Psychological Medicine ◽

10.1017/s0033291719004069 ◽

2020 ◽

pp. 1-9 ◽

Cited By ~ 1

Author(s):

Le Xiao ◽

Xuequan Zhu ◽

Amy Gillespie ◽

Yuan Feng ◽

Jingjing Zhou ◽

...

Keyword(s):

Major Depressive Disorder ◽

Depressive Disorder ◽

Rating Scale ◽

Antidepressant Treatment ◽

Additional Treatment ◽

Combination Group ◽

Open Label ◽

Major Depressive ◽

Double Blind ◽

Early Improvement

Abstract Background This study aimed to examine the efficacy of combining paroxetine and mirtazapine v. switching to mirtazapine, for patients with major depressive disorder (MDD) who have had an insufficient response to SSRI monotherapy (paroxetine) after the first 2 weeks of treatment. Methods This double-blind, randomized, placebo-controlled, three-arm study recruited participants from five hospitals in China. Eligible participants were aged 18–60 years with MDD of at least moderate severity. Participants received paroxetine during a 2-week open-label phase and patients who had not achieved early improvement were randomized to paroxetine, mirtazapine or paroxetine combined with mirtazapine for 6 weeks.

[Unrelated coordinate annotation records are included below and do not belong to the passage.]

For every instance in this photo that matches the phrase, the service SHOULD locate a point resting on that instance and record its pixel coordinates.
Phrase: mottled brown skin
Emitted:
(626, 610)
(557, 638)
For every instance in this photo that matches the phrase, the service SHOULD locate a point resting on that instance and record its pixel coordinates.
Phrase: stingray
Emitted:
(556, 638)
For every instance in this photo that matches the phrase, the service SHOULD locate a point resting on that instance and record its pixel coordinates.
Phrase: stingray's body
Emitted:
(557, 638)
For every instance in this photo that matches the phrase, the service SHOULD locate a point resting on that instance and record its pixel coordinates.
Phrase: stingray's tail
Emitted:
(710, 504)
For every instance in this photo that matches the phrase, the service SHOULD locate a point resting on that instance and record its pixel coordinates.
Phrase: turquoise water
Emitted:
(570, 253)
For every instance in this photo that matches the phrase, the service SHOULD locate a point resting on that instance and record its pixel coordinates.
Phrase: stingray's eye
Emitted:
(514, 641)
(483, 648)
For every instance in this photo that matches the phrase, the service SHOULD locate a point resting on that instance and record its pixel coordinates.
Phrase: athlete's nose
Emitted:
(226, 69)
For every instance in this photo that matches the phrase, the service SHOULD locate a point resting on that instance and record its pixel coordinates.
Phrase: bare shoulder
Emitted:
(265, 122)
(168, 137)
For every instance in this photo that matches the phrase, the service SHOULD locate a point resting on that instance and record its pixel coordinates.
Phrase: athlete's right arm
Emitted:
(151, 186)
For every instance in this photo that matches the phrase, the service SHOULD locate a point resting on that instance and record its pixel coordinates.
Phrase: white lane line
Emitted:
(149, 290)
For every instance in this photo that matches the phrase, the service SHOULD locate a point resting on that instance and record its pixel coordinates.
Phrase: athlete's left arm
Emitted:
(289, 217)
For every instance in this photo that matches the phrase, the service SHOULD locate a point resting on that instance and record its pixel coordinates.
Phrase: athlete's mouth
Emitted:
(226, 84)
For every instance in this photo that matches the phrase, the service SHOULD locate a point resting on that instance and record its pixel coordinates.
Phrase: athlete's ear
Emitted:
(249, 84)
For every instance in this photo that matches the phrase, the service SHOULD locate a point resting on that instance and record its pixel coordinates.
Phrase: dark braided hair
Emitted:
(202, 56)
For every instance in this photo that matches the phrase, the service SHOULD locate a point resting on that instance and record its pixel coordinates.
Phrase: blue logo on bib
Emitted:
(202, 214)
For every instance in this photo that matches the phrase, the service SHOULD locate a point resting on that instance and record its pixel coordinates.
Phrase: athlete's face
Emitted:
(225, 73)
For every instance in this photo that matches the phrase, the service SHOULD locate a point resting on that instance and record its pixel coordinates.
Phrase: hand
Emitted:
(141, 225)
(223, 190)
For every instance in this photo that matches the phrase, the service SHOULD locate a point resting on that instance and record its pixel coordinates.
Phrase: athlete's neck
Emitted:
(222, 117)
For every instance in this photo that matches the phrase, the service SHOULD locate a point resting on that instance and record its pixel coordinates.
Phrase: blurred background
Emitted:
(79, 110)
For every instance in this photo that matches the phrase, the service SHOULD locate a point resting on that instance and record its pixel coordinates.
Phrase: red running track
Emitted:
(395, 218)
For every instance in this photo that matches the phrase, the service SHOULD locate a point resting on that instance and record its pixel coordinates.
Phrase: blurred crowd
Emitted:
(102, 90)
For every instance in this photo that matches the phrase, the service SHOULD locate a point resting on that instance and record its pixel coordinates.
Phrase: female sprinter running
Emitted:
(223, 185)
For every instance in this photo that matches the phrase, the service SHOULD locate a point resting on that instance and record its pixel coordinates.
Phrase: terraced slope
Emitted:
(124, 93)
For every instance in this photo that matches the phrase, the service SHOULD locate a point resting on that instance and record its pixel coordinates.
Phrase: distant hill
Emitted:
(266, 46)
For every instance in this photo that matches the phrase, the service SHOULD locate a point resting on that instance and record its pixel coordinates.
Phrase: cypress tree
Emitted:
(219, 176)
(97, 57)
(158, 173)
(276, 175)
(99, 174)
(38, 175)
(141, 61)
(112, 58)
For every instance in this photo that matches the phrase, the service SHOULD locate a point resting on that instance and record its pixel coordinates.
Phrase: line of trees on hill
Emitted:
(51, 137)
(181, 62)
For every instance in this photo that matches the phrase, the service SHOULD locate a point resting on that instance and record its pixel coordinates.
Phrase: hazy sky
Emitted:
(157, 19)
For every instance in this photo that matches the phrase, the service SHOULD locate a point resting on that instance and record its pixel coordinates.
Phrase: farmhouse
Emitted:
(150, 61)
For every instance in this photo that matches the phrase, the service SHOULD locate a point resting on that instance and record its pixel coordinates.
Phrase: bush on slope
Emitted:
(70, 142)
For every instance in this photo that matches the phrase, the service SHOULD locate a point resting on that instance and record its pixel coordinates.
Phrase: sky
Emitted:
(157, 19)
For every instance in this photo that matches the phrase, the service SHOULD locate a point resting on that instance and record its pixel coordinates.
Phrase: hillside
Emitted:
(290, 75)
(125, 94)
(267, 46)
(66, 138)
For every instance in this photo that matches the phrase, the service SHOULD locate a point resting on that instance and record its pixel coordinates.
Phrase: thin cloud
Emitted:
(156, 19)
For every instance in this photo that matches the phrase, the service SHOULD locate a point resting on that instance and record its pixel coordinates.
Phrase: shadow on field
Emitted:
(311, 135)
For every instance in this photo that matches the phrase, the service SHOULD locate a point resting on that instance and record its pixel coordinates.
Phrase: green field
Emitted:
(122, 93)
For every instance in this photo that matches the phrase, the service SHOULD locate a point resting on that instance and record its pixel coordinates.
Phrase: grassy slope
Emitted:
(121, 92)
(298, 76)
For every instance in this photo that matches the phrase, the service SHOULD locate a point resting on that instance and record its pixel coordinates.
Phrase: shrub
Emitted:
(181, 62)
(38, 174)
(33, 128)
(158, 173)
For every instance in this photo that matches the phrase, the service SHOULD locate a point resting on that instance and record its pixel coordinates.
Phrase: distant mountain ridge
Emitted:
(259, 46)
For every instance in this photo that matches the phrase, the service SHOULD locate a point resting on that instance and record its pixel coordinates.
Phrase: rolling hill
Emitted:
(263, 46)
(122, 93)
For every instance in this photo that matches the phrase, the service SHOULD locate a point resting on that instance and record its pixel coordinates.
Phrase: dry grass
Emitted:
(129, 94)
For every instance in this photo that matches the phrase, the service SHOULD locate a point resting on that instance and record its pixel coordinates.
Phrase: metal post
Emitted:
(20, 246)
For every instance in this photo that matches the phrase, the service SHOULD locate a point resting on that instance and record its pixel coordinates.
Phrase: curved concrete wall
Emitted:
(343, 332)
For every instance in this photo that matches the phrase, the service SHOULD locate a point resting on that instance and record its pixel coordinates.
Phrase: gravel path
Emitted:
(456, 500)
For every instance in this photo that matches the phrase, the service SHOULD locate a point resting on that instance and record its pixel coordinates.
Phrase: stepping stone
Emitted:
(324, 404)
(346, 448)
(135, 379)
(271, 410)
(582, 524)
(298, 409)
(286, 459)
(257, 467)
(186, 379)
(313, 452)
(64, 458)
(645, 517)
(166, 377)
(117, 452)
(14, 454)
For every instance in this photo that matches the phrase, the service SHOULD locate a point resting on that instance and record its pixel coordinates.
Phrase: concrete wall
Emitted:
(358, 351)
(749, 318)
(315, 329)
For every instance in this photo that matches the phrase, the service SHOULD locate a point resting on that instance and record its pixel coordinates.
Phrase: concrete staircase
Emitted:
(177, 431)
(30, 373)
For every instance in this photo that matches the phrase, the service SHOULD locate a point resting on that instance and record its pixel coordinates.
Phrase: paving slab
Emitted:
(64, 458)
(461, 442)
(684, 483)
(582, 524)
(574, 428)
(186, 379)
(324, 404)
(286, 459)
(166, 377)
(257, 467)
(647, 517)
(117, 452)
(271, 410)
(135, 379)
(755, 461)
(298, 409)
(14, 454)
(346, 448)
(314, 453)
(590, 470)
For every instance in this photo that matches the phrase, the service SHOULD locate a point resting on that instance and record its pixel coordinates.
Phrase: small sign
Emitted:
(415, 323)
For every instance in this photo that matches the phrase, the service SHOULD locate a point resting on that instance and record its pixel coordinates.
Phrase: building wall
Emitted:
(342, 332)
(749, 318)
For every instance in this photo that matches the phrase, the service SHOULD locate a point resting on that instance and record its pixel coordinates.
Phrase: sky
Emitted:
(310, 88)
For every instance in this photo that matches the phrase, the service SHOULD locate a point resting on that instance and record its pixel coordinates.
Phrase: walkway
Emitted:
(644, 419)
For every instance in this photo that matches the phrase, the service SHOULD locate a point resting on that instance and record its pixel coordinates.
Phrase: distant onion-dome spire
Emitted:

The primary outcome was improvement on the Hamilton Rating Scale for Depression 17-item (HAMD-17) scores 6 weeks after randomization. Results A total of 204 patients who showed early non-response to paroxetine monotherapy were randomly assigned to receive either mirtazapine and placebo (n = 68), paroxetine and placebo (n = 68) or mirtazapine and paroxetine (n = 68), with 164 patients completing the outcome assessment. At week 8, the least squares (LS) mean change of HAMD-17 scores did not significantly differ among the three groups, (12.98 points) in the mirtazapine group, (12.50 points) in the paroxetine group and (13.27 points) in the mirtazapine plus paroxetine combination group. Participants in the paroxetine monotherapy group were least likely to experience adverse effects. Conclusions After 8 weeks follow-up, paroxetine monotherapy, mirtazapine monotherapy and paroxetine/mirtazapine combination therapy were equally effective in non-improvers at 2 weeks. The results of this trial do not support a recommendation to routinely offer additional treatment or a switch in treatment strategies for MDD patients who do not show early improvement after 2 weeks of antidepressant treatment.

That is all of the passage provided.